Received date: February 03, 2016; Accepted date: February 29, 2016; Published date: March 8, 2016
Copyright: © 2016 Rahmani MJH, et al. This is an open-access article distributed under the terms of the Creative Commons Attribution License, which permits unrestricted use, distribution, and reproduction in any medium, provided the original author and source are credited.
Citation: Rahmani MJH, Dehbozorgi A, Khan M. Delayed Hospital Discharges could Pressure Sore Incidents in Fractured Neck of Femurs Patients and Elevated Nutritional Needs be a Contributing Factor. Arch Med. 2016, 8:2
Background: Development of Pressure Ulcer (PU) during hospital admission causes morbidity and distress to the patient, places immense strain on nursing resources and delaying patient’s discharge and possibly increasing mortality rates. Fracture Neck of Femur (NOF) in the elderly population is recognized as a high-risk factor for development of PU. Aim: The aim of this retrospective observational study was to analyze data to assess prevalence rates of PU development in NOF patients during hospital admission amongst the elderly population. Methods: The data was collected from the National Hip Fracture Database (NHFD) on patients admitted with NOF between 1st April 2015–30th September 2015 in a Trauma and Orthopedic Regional Centre Research Unit, East Sussex Hospital Trust. Results: 258 patients with NOF were included in this study, predominantly females. NOF patients with PU were older and had prolonged average length of stay compared to patients with NOF without PU respectively (25.3 days Vs 19.2 days). Average Body Mass Index (BMI) in NOF patients with PU was higher compared to patients with NOF without PU (24.45 kg/m2 vs. 23.4 kg/m2 respectively, P=0.038). This study showed an increased incidence rate of PU in the higher age group and those with higher BMI. Conclusion: Patients with NOF are at higher risk of malnutrition during hospital admission secondary to elevated nutritional requirements for wound healing and recovery. Therefore, authors recommend that all individuals are nutritionally screened on admission using a validated tool and commenced on appropriate nutritional support plan devised by specialist dietetic team.

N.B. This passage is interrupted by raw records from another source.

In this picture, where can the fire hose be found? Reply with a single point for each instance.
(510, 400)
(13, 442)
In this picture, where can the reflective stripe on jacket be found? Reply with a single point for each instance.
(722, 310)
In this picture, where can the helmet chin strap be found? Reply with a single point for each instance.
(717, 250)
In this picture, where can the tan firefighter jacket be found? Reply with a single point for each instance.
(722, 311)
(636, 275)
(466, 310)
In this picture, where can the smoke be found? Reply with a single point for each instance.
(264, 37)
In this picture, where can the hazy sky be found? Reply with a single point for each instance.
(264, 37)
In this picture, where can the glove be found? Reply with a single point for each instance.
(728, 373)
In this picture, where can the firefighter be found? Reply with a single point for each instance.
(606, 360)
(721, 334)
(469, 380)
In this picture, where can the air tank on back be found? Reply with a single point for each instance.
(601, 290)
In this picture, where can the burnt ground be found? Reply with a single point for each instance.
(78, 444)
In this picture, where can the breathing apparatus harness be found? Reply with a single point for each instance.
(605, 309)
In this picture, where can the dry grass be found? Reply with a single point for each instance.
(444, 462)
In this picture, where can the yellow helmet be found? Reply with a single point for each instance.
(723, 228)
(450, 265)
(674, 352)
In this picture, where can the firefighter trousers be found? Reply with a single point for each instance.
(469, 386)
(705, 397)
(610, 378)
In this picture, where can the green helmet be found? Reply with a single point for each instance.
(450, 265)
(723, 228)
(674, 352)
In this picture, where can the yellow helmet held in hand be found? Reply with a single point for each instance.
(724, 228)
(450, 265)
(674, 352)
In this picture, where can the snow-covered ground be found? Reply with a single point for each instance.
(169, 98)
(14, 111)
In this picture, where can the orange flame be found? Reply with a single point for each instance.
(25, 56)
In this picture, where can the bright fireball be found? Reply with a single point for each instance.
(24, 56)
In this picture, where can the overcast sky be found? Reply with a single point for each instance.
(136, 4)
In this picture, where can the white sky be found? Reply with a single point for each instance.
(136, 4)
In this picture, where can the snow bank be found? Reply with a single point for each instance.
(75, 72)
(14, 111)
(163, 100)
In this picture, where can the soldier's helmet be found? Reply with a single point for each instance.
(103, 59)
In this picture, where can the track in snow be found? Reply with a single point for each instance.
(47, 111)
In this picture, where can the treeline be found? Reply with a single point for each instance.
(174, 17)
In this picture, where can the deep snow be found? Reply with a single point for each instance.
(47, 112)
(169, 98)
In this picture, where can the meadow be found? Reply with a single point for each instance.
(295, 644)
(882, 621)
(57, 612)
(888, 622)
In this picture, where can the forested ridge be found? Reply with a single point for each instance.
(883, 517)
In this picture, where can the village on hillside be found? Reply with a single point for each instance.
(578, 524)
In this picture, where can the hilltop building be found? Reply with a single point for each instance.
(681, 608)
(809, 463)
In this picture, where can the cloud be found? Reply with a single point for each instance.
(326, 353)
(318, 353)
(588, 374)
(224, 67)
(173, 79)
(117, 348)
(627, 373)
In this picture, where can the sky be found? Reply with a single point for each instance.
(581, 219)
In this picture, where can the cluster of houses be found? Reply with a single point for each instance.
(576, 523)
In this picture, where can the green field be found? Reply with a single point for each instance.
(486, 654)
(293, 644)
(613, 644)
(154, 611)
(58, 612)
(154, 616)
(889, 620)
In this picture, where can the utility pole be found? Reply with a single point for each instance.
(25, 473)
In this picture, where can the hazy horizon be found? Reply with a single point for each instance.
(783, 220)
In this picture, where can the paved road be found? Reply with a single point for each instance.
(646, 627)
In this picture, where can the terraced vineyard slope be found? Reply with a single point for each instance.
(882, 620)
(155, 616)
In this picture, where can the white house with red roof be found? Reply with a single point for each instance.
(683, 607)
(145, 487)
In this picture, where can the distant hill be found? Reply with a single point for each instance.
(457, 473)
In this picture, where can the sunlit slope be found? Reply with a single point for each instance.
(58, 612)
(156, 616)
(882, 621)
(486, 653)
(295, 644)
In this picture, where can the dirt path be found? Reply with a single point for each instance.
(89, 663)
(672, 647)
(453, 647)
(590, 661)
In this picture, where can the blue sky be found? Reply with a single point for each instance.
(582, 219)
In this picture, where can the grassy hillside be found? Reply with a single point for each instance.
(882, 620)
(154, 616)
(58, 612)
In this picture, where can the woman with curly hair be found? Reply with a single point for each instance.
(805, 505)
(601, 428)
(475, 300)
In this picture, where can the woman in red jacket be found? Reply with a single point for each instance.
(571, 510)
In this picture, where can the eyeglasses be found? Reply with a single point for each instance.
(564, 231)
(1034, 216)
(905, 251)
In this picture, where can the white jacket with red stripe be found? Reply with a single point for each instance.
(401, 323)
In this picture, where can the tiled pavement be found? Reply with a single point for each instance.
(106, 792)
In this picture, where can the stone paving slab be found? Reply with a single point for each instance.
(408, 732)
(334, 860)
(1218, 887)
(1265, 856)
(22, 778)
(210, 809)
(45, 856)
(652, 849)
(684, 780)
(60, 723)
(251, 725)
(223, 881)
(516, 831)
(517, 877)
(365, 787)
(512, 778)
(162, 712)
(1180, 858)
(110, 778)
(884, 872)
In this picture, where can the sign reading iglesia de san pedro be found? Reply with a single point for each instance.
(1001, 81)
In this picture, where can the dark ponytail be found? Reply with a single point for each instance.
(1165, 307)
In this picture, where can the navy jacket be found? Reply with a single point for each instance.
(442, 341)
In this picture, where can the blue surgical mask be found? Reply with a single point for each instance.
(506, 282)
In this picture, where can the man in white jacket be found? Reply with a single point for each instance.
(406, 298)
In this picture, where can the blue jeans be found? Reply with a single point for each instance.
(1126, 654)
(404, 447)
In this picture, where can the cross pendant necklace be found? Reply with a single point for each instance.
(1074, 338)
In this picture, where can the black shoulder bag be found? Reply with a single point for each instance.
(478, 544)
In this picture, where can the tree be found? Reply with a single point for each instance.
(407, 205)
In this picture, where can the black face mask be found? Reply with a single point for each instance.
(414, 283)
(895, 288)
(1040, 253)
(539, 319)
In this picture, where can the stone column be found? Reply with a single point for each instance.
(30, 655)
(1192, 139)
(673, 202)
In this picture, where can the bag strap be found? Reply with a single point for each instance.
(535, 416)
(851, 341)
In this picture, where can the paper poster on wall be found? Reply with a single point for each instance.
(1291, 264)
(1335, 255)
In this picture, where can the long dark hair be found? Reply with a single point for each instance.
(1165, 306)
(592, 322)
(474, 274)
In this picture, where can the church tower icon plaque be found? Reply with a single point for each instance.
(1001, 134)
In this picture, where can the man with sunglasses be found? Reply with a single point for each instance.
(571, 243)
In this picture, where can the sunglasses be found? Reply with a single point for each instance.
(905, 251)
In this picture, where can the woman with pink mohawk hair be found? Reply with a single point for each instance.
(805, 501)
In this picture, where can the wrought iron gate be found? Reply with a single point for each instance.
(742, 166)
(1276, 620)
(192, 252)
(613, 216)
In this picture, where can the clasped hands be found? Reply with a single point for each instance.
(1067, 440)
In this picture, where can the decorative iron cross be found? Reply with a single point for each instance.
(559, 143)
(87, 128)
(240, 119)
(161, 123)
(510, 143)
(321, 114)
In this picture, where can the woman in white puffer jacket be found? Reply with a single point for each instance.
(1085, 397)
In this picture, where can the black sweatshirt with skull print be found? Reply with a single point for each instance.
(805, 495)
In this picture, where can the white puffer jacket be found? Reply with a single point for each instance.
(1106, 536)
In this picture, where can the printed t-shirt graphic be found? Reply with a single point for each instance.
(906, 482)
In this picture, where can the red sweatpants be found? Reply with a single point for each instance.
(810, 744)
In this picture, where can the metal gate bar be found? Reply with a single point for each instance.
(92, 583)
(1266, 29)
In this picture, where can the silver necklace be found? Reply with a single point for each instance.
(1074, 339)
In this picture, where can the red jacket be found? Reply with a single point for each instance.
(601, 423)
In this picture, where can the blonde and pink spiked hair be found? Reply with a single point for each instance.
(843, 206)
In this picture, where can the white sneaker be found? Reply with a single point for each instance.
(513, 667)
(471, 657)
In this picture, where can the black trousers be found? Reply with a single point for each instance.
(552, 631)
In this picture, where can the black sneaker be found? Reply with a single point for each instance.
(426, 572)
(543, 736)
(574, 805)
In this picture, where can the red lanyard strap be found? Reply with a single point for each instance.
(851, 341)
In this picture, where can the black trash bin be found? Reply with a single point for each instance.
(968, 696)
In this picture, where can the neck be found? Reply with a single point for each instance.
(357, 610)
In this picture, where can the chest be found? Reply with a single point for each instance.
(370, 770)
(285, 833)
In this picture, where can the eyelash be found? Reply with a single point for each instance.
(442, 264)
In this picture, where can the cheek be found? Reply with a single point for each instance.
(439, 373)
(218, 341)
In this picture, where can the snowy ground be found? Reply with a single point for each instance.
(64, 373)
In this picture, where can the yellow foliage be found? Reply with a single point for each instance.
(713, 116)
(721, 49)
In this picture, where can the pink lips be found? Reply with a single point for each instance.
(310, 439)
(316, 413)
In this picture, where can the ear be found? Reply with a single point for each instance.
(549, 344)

Malnutrition; Fracture; Depression; ONS
Malnutrition is defined as an imbalance of energy, protein and other macro/micronutrients, which lead to measurable adverse effects on body, physical function and clinical outcome. Although malnutrition has been associated with increased risk of falls, prolonged recovery time and accountable for a percentage of disability and death in the elderly population.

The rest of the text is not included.